Resquício do passado
Câmbio flutuante sem abertura de capitais plena nunca será movido pela disponibilidade de divisas no mercado, ou seja, por deficits ou superavits da balança comercial e da conta de capitais. E fica mais indefinido, se acionado como coadjuvante contra a inflação.
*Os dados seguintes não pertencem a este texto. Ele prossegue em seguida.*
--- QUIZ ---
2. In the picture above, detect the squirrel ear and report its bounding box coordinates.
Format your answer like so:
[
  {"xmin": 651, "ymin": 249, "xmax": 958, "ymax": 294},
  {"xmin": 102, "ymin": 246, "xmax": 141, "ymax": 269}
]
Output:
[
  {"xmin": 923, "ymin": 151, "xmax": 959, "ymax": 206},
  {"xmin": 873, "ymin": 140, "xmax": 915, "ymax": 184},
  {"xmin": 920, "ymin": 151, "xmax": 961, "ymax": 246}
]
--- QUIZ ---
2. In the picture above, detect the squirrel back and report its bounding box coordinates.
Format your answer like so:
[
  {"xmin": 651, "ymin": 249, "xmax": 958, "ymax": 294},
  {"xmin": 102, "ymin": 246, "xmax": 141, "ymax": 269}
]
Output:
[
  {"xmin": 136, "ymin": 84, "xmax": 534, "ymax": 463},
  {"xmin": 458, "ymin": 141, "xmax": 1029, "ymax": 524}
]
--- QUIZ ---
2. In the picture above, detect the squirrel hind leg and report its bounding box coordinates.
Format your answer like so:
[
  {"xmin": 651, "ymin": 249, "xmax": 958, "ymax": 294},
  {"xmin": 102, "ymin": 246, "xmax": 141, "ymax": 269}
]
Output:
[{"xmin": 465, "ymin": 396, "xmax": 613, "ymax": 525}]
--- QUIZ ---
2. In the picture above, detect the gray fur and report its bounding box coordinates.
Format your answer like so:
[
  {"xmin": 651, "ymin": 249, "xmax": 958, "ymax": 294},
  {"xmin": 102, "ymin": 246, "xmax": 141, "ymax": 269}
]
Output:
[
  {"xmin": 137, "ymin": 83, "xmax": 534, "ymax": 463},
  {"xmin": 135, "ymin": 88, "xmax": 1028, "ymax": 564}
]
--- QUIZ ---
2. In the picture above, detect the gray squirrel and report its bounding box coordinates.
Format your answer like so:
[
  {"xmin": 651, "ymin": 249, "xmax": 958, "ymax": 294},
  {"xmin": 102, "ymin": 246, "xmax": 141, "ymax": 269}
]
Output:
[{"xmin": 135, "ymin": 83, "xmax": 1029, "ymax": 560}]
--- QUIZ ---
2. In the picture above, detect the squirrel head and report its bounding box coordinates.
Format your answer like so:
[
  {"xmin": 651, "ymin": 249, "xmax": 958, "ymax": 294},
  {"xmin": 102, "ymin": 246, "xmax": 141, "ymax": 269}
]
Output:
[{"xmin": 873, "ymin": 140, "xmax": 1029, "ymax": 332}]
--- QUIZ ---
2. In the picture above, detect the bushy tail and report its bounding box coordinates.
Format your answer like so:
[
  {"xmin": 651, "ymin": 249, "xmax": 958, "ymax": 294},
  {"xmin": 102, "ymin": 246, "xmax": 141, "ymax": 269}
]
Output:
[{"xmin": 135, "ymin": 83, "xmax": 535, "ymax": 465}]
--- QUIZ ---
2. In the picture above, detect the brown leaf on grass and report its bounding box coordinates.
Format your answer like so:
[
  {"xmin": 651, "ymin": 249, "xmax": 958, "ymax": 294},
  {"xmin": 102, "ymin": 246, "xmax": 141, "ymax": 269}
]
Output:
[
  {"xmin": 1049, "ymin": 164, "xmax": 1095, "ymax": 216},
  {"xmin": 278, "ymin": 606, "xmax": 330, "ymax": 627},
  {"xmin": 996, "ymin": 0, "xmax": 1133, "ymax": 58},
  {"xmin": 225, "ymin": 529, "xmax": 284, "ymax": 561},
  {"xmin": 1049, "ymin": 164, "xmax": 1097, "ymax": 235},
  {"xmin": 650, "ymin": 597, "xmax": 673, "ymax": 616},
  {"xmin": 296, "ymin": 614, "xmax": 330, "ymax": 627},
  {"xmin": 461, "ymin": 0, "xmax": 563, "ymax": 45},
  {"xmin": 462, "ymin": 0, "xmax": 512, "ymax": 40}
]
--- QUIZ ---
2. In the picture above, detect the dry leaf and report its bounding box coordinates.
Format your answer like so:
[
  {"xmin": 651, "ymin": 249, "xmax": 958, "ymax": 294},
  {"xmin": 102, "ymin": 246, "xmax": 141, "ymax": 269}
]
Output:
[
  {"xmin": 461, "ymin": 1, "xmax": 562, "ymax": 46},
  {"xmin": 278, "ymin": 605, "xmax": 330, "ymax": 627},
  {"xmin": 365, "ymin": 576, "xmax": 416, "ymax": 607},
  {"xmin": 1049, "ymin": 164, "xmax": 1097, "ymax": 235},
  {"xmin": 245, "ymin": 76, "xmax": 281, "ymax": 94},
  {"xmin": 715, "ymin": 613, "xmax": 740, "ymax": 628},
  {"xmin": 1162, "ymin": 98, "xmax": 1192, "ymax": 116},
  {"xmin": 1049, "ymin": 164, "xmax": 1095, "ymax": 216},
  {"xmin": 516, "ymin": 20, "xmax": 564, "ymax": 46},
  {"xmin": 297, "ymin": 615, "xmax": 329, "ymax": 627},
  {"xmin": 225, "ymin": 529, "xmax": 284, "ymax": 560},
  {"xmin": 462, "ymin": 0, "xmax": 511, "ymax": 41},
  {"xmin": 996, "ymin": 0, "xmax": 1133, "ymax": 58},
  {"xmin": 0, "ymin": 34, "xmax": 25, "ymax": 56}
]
A China policia os dois movimentos de capitais externos. A Índia, mais as entradas. No Brasil, BC e Fazenda, instâncias responsáveis pela política cambial, olham mais as saídas. É resquício de quando crises arrasa-quarteirão começavam sempre com deficits externos. O resultado era severa escassez de divisas, colapso do balanço de pagamentos, moratória branca ou formal, e recessão para gerar, na marra, excedentes de produção destinados às exportações. Fazenda e BC já desmontaram parte desse aparato. Mas falta fazer mais.
O alerta de Krugman
A questão é se seria conveniente com a economia global em crise e em transformação tentar compensar as forças que movem a apreciação do real — decorrente da entrada de mais divisas do que necessita a economia para saldar os pagamentos e investimentos externos —, com a criação artificial, no país, de demanda por moeda estrangeira.
Esse é um dado nevrálgico a considerar. Outro é o risco de que as economias avançadas mandem para cá a armadilha de liquidez, criada pelos excessos de emissões anticíclicas, em que estão enfiadas. O economista Paul Krugman fez tal alerta em seu blog. Mas a formação de reservas tem um custo brutal, já que o Tesouro se endivida para que o BC as acumule. O país não tem poupança. É nó de marinheiro.
Irrealismos do real
Estamos assim: o governo decidiu aumentar o capital da Petrobras, que começará a explorar o pré-sal com o dinheiro amealhado com a venda das ações. Boa parte dos acionistas reside no exterior. Isto é: virão mais dólares para apreciar o real. Mas qual é o problema de fundo? O programa de investimento da Petrobras seria excessivo? Ou falta poupança fiscal ao governo, que a controla? Ou há muito mais coisas do que supõe a filosofia barata no entorno do câmbio?
De tudo há um pouco. E as distorções se acumulam. Com as reservas do BC, por exemplo, acumula-se a dívida pública, formada ao custo da Selic para “criar” reais pelos quais os dólares são trocados. E depois esterilizar nos bancos os reais resultantes. Pode-se parar por aqui: o problema não é o câmbio, mas o que o faz ser o que é.